Let's compare two hypothetical companies to see predictability in action.

Metric Steady Soap Co. NextGen Drone Inc.
Business Sells basic bar soap, a consumer staple. Designs and sells high-tech consumer drones.
10-Year EPS History Smooth, consistent growth of 4-6% per year. No losing years. Wild swings: +300% one year, -80% the next. 5 profitable years, 5 losing years.
Economic Moat Strong brand loyalty built over 100 years. Dominant shelf space at major retailers. Weak. Technology changes rapidly. Relies on having the newest features, but competitors quickly catch up.
Future Outlook Highly likely people will still be using bar soap in 20 years. Low risk of technological disruption. Unknowable. Will drones be a niche hobby or a mass market? Will regulations change? Who will be the market leader in 5 years?

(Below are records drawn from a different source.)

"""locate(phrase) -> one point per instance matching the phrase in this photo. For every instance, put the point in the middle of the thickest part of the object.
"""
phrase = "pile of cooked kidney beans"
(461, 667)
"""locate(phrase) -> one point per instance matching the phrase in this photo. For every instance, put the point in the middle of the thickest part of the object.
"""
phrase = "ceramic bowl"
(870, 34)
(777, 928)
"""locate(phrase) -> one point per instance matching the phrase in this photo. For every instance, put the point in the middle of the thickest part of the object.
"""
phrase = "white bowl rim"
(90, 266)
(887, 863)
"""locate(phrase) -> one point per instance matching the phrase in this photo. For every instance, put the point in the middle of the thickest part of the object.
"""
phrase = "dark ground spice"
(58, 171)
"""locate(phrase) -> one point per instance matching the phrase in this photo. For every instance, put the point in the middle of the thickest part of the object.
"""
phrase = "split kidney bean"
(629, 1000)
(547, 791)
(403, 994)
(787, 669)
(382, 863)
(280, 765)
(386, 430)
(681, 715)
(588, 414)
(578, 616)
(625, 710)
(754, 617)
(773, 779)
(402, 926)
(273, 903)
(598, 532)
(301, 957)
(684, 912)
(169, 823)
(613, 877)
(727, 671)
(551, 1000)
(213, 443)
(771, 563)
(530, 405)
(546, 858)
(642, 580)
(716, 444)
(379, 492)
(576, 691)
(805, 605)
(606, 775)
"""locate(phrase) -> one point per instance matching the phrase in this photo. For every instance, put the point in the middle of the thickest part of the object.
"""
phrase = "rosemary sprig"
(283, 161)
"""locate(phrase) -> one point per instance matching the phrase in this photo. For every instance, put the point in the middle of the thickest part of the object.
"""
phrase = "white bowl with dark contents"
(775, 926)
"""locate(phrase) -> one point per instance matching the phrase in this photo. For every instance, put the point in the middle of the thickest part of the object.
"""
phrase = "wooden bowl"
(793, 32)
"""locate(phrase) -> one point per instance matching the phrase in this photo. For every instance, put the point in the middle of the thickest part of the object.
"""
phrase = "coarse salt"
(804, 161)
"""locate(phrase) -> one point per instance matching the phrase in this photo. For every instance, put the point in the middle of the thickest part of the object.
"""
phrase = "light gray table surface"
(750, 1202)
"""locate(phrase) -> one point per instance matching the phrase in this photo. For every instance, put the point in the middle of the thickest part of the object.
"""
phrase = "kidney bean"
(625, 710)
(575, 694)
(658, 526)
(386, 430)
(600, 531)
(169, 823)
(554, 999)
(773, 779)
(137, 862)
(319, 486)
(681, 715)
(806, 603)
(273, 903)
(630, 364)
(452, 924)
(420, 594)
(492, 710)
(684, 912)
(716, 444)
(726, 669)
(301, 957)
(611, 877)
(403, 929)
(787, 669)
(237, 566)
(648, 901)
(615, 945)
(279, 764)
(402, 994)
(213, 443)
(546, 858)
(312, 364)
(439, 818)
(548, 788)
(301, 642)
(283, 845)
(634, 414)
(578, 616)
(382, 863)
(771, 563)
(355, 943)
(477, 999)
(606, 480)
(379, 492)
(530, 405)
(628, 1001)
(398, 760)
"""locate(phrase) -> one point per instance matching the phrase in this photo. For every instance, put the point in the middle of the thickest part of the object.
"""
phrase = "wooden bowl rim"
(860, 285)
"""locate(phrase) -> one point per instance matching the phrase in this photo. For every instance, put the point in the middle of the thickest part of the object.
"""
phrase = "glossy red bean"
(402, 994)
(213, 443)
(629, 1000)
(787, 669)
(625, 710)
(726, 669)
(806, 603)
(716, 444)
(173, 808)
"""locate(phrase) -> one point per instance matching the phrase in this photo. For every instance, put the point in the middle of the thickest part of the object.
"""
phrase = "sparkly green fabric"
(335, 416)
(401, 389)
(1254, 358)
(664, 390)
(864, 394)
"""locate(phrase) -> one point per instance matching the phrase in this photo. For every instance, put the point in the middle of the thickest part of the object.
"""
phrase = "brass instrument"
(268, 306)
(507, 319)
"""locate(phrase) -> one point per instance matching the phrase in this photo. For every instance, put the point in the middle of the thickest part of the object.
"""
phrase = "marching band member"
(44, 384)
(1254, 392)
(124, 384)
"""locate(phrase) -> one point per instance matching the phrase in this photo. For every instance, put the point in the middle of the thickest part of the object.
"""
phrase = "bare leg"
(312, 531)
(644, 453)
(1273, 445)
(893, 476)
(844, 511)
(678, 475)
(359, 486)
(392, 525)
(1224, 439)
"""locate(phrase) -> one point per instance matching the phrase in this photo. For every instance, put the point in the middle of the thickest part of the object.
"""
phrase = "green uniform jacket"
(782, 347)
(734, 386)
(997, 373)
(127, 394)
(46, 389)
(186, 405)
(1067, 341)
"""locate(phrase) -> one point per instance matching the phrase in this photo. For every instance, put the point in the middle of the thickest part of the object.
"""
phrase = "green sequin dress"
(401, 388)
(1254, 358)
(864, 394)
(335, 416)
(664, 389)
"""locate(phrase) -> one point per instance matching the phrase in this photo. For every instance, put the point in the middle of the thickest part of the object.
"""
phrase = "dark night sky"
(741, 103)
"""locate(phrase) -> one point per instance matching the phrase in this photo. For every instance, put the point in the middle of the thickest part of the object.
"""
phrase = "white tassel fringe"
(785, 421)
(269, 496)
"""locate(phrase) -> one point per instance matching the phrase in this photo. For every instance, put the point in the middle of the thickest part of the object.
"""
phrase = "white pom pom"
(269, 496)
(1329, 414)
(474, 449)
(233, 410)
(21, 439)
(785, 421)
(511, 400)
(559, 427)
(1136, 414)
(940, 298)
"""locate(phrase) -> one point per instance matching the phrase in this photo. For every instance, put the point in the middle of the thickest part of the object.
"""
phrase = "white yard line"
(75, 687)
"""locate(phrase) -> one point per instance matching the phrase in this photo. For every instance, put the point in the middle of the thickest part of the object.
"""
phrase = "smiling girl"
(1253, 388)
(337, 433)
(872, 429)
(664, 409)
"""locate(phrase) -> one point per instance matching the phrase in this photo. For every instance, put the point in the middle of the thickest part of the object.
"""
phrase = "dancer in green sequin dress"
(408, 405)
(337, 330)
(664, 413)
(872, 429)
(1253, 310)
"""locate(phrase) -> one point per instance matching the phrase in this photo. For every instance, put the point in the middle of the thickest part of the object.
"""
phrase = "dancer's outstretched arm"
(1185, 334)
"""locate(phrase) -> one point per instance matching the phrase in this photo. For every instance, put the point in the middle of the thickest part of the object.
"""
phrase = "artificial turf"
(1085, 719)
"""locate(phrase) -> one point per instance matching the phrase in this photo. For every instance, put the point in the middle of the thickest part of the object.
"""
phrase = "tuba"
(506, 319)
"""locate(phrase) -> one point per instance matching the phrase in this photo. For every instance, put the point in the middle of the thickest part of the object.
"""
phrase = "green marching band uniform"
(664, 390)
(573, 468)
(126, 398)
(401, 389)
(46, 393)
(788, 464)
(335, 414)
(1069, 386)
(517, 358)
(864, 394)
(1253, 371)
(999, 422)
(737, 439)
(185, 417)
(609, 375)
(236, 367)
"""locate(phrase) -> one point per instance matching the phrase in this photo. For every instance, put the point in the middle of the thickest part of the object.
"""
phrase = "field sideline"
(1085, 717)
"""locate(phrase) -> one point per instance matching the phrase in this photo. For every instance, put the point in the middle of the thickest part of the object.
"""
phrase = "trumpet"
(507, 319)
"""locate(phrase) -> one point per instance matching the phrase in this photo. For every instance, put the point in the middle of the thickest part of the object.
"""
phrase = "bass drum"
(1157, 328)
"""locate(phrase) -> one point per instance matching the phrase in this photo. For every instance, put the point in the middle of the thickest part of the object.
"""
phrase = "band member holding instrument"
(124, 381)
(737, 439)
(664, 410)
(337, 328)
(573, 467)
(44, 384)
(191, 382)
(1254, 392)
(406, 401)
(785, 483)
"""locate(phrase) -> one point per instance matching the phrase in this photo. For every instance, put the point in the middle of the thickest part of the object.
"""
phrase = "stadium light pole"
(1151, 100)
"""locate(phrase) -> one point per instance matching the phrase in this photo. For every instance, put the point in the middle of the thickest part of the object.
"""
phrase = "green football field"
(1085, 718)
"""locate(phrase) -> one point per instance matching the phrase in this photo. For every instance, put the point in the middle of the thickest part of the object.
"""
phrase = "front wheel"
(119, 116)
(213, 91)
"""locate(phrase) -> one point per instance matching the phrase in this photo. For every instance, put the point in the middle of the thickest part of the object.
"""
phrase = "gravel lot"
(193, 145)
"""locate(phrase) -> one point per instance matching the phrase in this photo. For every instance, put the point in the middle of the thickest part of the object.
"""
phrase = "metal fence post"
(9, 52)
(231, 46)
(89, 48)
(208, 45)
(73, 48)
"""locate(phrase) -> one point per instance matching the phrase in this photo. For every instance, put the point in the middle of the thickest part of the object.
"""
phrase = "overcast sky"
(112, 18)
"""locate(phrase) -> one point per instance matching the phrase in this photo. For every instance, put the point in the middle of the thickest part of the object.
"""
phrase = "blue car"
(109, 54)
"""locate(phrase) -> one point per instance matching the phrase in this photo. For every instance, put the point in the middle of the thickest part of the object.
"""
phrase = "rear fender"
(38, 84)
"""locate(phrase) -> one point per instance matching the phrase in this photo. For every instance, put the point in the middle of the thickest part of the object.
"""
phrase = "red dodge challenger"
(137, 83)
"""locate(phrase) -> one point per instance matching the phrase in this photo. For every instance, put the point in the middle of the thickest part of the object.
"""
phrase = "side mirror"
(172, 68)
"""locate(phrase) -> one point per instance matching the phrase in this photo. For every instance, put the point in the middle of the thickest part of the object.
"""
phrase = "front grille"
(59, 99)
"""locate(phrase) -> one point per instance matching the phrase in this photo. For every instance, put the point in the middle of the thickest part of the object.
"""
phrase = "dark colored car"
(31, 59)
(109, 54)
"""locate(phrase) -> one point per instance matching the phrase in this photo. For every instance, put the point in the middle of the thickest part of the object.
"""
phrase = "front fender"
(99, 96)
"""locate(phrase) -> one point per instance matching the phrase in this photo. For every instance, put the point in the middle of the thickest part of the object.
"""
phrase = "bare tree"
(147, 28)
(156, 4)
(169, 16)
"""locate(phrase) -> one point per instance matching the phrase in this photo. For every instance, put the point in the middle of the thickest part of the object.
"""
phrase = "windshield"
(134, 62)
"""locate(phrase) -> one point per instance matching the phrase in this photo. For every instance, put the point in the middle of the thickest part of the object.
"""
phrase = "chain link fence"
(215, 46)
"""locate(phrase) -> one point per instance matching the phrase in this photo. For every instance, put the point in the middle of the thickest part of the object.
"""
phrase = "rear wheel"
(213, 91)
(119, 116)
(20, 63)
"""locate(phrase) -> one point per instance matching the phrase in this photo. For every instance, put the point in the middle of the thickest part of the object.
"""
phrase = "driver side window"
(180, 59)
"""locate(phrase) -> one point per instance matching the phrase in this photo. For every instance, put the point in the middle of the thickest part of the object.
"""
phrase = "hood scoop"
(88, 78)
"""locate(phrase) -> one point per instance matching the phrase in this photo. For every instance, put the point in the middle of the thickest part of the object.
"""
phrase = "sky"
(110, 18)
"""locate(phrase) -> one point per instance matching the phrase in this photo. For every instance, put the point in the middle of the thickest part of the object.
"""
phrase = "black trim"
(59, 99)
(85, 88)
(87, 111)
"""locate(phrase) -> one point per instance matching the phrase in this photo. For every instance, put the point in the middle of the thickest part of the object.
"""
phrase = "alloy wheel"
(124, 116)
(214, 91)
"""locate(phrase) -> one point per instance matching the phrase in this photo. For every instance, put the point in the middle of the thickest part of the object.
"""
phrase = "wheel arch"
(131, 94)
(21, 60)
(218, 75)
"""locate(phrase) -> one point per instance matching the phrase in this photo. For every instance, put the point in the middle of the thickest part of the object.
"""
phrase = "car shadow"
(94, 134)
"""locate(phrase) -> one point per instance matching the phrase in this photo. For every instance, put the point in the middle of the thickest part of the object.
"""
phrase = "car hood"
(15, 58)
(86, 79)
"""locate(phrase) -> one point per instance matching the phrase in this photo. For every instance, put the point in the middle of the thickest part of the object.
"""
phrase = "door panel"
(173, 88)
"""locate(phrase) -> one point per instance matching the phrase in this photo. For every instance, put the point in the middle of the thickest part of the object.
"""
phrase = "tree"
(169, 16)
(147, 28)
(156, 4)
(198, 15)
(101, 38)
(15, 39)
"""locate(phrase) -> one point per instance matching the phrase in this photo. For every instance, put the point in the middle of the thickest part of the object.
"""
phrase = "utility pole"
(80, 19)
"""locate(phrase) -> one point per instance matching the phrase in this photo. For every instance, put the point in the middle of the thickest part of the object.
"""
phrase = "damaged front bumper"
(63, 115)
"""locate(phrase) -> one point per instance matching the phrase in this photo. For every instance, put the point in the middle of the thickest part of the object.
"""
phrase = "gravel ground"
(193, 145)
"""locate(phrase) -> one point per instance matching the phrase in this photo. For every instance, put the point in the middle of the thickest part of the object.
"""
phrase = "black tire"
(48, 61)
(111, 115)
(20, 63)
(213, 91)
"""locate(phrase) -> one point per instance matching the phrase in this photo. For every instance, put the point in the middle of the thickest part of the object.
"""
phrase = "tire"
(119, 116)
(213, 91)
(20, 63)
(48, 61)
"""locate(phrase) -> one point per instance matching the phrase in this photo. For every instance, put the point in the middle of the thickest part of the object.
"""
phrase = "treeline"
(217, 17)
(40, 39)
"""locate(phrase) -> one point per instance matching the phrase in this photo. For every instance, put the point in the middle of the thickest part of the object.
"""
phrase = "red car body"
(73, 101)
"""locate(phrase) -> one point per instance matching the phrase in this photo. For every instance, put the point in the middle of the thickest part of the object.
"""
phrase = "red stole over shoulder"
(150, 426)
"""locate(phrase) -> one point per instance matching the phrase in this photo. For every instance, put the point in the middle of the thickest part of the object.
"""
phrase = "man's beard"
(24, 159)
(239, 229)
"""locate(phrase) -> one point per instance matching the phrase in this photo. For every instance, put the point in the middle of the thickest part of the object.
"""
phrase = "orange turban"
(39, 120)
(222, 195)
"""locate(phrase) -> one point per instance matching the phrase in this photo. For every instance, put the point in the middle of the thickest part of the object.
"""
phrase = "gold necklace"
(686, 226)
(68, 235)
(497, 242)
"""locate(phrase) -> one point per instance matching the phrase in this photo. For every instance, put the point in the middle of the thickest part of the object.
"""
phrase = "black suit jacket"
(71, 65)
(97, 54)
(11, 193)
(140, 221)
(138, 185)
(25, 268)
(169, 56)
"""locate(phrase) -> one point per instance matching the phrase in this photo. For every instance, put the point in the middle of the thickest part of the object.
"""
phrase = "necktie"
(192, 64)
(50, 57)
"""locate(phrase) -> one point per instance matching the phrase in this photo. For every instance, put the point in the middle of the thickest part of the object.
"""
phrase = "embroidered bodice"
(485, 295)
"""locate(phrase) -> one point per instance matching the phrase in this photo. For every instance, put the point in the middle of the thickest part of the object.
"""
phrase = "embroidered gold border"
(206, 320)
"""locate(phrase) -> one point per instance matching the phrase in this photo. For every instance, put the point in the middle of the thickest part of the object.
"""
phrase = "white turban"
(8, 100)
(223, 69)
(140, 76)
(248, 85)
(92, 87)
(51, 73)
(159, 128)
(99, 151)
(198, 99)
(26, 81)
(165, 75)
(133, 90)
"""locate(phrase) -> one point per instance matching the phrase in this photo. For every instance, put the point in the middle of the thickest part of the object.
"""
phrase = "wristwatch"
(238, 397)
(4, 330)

Predictability High Very Low

An investor analyzing these two companies comes to a clear conclusion. For Steady Soap Co., you can create a DCF model with a high degree of confidence. You can reasonably forecast 3-5% growth for the next decade, apply a discount rate, and arrive at a narrow range for its intrinsic_value. For NextGen Drone Inc., any attempt at a DCF would be pure fantasy. How can you possibly forecast earnings when the company's own survival is in question? A value investor sees Steady Soap Co. as an investment. NextGen Drone Inc. is a speculation. It might produce a spectacular return, or it might go to zero. The outcome is unknowable. The value investor happily ignores NextGen Drone and waits patiently for the opportunity to buy Steady Soap at a reasonable price.